Adrian, your notion of filtering water, or Keith's, I don't know which, made me think again about the Haitian sea people, with greater access to more food than their inland neighbors whose toilet water the sea people drink.
We advanced lifeforms enjoy clean safe water, as much as we want, from a choice of half a dozen faucets in our own homes. But... we have little or no resistance to intestinal parasites which the Haitian sea people must resist or die. If we give them antibiotics and anti-parasite meds, then they survive infanthood without the immunities and resistances they need in that part of the world.
In retrospect, it isn't at all clear to me that supplying the sea communities in Haiti is doing them a favor, or not until we have the infrastructure in place to keep supplying the meds.
Another thought occurred to me. Because of technology, what was once the poor neighborhood became rich. In Haiti (as at Plymouth Rock) down by the sea at the end of the river was not prime real estate because the fresh water was too dirty by the time it got down there. The natives had moved on upstream to cleaner water, handing it over to the Europeans, who suffered a similar fate the locals had. In Haiti, same cause, same effect: babies develop the immunities, or die.
Now, the coasts are the good neighborhoods.
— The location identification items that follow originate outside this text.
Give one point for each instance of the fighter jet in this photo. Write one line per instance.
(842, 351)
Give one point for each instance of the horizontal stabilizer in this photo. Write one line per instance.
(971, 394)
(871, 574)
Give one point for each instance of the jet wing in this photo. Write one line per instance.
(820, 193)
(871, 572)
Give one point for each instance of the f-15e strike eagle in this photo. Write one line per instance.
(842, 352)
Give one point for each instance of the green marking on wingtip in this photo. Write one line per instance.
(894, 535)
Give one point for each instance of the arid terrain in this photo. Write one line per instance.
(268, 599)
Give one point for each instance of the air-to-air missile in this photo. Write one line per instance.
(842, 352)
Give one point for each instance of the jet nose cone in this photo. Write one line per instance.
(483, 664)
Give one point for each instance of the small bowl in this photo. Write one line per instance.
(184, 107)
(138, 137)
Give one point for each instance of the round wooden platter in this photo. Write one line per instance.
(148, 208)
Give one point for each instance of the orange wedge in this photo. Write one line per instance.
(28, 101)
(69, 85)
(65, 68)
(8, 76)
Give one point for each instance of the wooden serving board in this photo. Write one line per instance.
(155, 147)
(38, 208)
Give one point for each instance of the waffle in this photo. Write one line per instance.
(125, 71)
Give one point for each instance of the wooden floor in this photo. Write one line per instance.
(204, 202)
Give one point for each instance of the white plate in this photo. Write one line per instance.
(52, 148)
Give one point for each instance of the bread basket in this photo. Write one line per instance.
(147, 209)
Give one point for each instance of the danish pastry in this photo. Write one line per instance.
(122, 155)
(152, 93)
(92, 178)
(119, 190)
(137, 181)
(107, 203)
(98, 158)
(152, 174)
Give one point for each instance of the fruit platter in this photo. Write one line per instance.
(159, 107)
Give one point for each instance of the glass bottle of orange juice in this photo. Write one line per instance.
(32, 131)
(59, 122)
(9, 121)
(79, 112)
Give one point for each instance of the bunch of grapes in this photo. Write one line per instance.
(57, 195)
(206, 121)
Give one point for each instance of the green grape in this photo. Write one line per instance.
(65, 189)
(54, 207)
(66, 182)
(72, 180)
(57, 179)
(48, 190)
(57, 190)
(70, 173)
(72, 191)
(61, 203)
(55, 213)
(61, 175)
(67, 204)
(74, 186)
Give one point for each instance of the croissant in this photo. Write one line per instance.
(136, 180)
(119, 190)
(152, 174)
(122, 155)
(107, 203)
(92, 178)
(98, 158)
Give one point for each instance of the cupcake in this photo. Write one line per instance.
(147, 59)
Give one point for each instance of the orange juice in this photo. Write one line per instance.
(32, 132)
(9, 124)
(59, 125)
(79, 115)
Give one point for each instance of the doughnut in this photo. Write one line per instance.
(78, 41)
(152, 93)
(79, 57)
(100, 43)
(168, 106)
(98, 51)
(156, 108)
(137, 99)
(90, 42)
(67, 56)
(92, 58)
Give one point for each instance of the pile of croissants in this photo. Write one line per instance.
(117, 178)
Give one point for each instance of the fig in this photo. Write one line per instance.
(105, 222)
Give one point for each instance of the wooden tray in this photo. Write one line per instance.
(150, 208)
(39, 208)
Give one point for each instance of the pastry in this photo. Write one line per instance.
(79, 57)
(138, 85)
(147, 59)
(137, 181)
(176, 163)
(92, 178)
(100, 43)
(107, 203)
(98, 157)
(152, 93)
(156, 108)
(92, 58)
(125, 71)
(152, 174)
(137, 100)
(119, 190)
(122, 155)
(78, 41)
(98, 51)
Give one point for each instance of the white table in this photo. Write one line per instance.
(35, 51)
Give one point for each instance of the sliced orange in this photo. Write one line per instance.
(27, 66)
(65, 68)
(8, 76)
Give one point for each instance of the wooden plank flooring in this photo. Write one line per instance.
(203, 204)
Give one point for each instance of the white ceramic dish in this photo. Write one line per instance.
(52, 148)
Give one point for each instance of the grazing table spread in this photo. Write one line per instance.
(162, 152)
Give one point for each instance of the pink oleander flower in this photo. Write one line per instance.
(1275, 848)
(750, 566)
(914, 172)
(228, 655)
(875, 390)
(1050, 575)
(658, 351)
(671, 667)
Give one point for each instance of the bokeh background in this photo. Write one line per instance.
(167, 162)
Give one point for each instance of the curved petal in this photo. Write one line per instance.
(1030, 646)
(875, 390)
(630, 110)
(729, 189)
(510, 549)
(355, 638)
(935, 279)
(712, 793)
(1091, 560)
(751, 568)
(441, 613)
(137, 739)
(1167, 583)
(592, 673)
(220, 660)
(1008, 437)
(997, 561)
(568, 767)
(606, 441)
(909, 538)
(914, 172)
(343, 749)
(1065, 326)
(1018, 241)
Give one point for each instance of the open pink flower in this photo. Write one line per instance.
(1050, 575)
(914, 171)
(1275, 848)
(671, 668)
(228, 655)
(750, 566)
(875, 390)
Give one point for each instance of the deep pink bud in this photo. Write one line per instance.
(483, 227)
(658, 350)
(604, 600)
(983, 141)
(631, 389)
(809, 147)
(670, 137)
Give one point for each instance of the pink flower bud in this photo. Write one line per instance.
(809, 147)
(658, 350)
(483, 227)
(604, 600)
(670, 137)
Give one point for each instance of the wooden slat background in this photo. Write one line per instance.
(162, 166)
We build up all this expensive infrastructure which occasionally gets wrecked when coastal storms hit, the cost goes way the hell to the moon, then we argue that the storms are getting worse, all while the human life toll goes down over time. Using only the satellite data only available since the 1960s, it isn't all that cut and dry obvious the storms are getting more violent, even though current theory predicts they should be getting worse.
This year so far is a quieter than average year, with the ACE (the storm metric in fashion these days) at 39 standard units, when the historic average by the ides of September is 67 standard units. We have had one really monster storm this year which singlehandedly accounted for 73% of that measured activity (it was a really really big storm (but we didn't hear much about it (whyzat spike? (because it didn't make landfall (so not much damage to attract our attention.)))))
OK then, how does a man steer that chaotic diversion back to Haitians along the coast and nuclear reactions? I don't know. I still don't know what to do to help the coastal Haitians either, half a century after witnessing a well-intentioned but failed attempt.
Ben's notion of AI being our brutal techno-savior has been rattling around in my head like a golf ball in a 55 gallon drum.